As the world's eyes turn to the United Nations' Rio+20 Conference, there seems to be an endless stream of negative press suggesting we should all just give up on global cooperation and watch the planet burn.
While new global treaties are increasingly difficult, the days of international cooperation are far from over. Indeed, it is more important than ever given the interrelated environmental crises we face.
That's why we asked President Obama to come and lend his weight to a number of important outcomes - from phasing out fossil fuel subsidies to mobilizing $500 million to support clean energy access, to increasing support for reproductive health and contraceptive access (not to mention a host of others). The only way to move forward on these important issues is international cooperation, and that's why Rio Matters.
To start, governments around the world spend over $775 billion in subsidies for fossil fuels - a costly, dirty, outdated, and unsustainable habit. While more than 53 countries now have publicly committed to phase-out subsidies for fossil fuels, little concrete progress has been made. As our friends at NRDC have pointed out, Rio+20 is clearly the time for getting out of the business of subsidizing activities that are destroying the planet.
So where should our scarce public money be going? Let's start with achieving universal energy access by delivering clean energy to the world's poor. If we want to deliver on energy access goals in Rio, though, we cannot wait for the grid, and we cannot rely on fossil fuels. That's the conclusion the International Energy Agency came to in a recent report stating an over reliance on coal and grid extension will leave one billion of the world's poor without energy access by 2030 (PDF). That leaves us with one billion reasons to push public institutions like the World Bank to invest in the alternative - distributed clean energy access. The Sierra Club, along with Carbon War Room, Eight19, Greenlight Planet, and Greenpeace India are joining forces to ensure world leaders get the message.
While we need to be sure everyone can access clean energy, we also need to slow population growth and ensure family planning access if we expect communities to develop sustainably. That’s why the Sierra Club's Global Population and Environment Program will be advocating for population and reproductive health access to support sustainable development. They'll be teaming up with Population Action International, Advocates for Youth, SustainUS, the Youth Coalition, and the government of Sri Lanka for an event featuring the voices of young people from around the world who have experienced the deep connections between sexual and reproductive health and rights and the environment.

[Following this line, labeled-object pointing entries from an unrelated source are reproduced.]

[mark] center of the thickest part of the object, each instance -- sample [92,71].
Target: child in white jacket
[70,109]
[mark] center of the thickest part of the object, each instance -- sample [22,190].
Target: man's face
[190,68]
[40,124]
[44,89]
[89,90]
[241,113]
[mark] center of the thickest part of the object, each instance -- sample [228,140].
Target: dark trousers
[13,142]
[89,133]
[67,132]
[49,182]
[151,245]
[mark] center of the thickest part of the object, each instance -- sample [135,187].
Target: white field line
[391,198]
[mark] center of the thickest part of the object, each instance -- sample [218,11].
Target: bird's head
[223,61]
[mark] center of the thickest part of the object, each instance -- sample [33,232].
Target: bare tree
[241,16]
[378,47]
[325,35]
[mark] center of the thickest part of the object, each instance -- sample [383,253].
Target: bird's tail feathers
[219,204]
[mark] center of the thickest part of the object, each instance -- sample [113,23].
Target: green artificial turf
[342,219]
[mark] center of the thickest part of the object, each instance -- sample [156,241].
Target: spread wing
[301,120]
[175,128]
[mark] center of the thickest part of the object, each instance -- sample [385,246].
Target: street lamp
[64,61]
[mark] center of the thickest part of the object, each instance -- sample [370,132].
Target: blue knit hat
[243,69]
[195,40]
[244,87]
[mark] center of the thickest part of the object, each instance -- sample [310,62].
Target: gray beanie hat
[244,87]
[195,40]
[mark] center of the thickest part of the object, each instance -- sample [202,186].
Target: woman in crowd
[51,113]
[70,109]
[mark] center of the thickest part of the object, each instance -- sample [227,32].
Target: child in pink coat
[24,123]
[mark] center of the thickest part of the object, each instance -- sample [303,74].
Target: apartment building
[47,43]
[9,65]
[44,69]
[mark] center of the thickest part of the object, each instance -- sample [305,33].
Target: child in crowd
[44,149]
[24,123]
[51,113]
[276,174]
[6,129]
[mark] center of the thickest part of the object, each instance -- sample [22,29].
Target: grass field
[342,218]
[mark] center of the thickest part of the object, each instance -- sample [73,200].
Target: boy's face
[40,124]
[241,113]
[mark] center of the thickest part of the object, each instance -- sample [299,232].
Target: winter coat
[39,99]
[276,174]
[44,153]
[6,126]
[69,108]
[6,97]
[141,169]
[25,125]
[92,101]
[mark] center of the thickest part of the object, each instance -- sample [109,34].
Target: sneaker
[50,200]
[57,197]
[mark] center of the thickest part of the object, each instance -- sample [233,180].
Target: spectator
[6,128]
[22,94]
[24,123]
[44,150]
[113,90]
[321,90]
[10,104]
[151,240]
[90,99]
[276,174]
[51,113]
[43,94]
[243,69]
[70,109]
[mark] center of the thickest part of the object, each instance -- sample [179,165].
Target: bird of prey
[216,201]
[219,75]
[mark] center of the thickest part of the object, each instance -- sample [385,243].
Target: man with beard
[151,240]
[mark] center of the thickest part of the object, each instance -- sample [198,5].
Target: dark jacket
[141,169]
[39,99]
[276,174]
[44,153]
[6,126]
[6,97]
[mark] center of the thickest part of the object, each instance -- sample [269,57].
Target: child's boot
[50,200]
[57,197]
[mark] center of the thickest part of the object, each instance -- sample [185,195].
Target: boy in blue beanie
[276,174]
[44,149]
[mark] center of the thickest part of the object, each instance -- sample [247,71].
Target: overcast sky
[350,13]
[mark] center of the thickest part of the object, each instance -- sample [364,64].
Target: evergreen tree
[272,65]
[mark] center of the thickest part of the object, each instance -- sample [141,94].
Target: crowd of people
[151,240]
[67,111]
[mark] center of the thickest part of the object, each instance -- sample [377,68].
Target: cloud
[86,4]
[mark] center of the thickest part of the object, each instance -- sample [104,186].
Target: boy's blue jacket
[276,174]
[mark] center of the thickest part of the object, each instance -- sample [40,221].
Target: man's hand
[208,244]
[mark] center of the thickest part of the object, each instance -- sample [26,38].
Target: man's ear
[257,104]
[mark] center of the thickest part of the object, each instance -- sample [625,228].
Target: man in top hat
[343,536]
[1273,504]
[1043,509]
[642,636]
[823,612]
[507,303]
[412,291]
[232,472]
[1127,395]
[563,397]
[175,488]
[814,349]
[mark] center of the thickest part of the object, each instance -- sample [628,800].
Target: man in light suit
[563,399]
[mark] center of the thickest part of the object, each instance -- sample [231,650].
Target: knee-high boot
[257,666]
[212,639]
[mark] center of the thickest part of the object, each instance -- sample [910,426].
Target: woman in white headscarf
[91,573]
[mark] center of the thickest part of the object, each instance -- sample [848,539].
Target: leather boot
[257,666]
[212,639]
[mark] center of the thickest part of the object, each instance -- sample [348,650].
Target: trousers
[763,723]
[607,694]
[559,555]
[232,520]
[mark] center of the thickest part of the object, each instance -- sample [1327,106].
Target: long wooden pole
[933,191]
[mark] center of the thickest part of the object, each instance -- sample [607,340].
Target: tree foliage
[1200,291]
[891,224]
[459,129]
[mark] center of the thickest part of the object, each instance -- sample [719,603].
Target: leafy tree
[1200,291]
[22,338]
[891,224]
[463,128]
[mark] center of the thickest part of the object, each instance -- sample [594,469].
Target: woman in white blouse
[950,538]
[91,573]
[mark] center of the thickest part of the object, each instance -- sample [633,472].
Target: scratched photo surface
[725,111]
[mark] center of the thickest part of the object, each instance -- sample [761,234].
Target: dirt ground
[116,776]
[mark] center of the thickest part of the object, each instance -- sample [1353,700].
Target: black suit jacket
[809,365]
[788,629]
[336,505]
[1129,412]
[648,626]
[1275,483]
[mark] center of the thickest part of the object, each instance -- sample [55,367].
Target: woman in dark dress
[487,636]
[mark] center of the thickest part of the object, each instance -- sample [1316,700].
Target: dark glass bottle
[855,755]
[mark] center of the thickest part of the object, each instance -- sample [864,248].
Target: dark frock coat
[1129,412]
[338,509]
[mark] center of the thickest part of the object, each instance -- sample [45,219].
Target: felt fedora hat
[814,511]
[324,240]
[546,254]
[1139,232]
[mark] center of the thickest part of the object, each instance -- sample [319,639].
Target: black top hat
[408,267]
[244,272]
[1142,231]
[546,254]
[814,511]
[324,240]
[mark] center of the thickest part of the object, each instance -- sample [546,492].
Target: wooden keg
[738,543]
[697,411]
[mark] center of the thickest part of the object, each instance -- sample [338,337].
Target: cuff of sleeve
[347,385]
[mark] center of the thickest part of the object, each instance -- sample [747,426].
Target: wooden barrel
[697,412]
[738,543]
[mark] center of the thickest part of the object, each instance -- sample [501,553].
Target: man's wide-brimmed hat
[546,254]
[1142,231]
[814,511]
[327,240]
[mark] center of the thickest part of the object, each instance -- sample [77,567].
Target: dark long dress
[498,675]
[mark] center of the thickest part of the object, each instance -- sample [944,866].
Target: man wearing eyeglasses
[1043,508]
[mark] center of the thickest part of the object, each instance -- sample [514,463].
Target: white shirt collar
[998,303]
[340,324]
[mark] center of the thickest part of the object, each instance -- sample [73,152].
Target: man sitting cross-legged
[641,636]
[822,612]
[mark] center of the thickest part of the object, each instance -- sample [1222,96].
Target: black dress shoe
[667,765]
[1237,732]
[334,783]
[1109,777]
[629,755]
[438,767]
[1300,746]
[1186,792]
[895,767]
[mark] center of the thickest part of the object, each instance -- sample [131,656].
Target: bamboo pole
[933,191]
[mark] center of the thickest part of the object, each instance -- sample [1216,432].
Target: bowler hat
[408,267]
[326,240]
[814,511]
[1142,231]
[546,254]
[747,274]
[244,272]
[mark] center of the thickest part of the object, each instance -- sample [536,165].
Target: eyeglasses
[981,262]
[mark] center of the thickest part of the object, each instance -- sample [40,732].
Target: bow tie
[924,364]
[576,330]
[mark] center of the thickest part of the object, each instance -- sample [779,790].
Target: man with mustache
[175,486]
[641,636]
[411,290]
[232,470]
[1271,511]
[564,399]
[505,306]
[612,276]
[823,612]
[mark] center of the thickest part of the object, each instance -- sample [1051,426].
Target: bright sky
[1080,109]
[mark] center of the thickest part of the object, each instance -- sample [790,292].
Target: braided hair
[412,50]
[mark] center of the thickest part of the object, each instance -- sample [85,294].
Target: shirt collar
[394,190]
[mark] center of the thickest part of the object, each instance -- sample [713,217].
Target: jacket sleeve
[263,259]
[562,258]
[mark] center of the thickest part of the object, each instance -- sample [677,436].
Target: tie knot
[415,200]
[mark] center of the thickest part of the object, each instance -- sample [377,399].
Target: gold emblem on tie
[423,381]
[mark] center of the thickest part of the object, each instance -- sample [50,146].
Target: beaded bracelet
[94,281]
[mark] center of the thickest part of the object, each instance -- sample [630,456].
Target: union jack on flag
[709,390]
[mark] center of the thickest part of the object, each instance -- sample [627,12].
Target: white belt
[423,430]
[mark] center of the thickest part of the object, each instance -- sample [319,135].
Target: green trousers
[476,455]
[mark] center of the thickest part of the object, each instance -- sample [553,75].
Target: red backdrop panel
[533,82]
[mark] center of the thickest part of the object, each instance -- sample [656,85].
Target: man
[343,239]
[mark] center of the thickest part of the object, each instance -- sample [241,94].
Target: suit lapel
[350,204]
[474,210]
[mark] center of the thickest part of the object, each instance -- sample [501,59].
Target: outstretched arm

Why is this important? Remember there are 215 million women in the world with an unmet need for family planning - those who want to plan their births but don't have the knowledge, access, resources, or power to be able to do so. It is essential to individual, community, and environmental health that we grant this access to women and families. When women have the ability to plan their family size, they are better able to manage resources, participate in income-generating activities and community decision making, and adapt to the effects of climate change.
Given the far-reaching benefits of this access for health and the planet, recognition is essential at Rio+20 and organizations like the Royal Society, the Aspen Institute, the Center for Environment and Population, the UN Foundation, and the Woodrow Wilson International Center for Scholars will be in Rio de Janeiro advocating for attention to these issues and pushing for official recognition of population and reproductive health and rights in the zero draft.
Ultimately, though, if we hope to achieve these goals and build a better more sustainable tomorrow, it's vital we engage the youth. That's why our Sierra Student Coalition will be in Rio to strengthen the international youth movement to work with the Mayor Group of Children and Youth (MCGY). While most of our leaders can't agree to move forward on strong climate policy, the youth from around the world are giving them an example by working as a united front. Working through the MGCY the SSC'ers plan to meet with officials and highlight successful campus and community campaigns that are moving the world towards a sustainable future (like our highly successful Campuses Beyond Coal campaign). The SSC will be taking advantage of social media blogging, tweeting (@Intl_SSC) and posting on Facebook, so be sure to follow them to get all the most recent updates on Rio+20.
To recap, Rio has the potential to engage the world's youth to help push for meaningful progress on phasing out fossil fuel subsidies, delivering universal clean energy access, and promoting women's rights and slowing global population. These are all very important issues - so pay attention.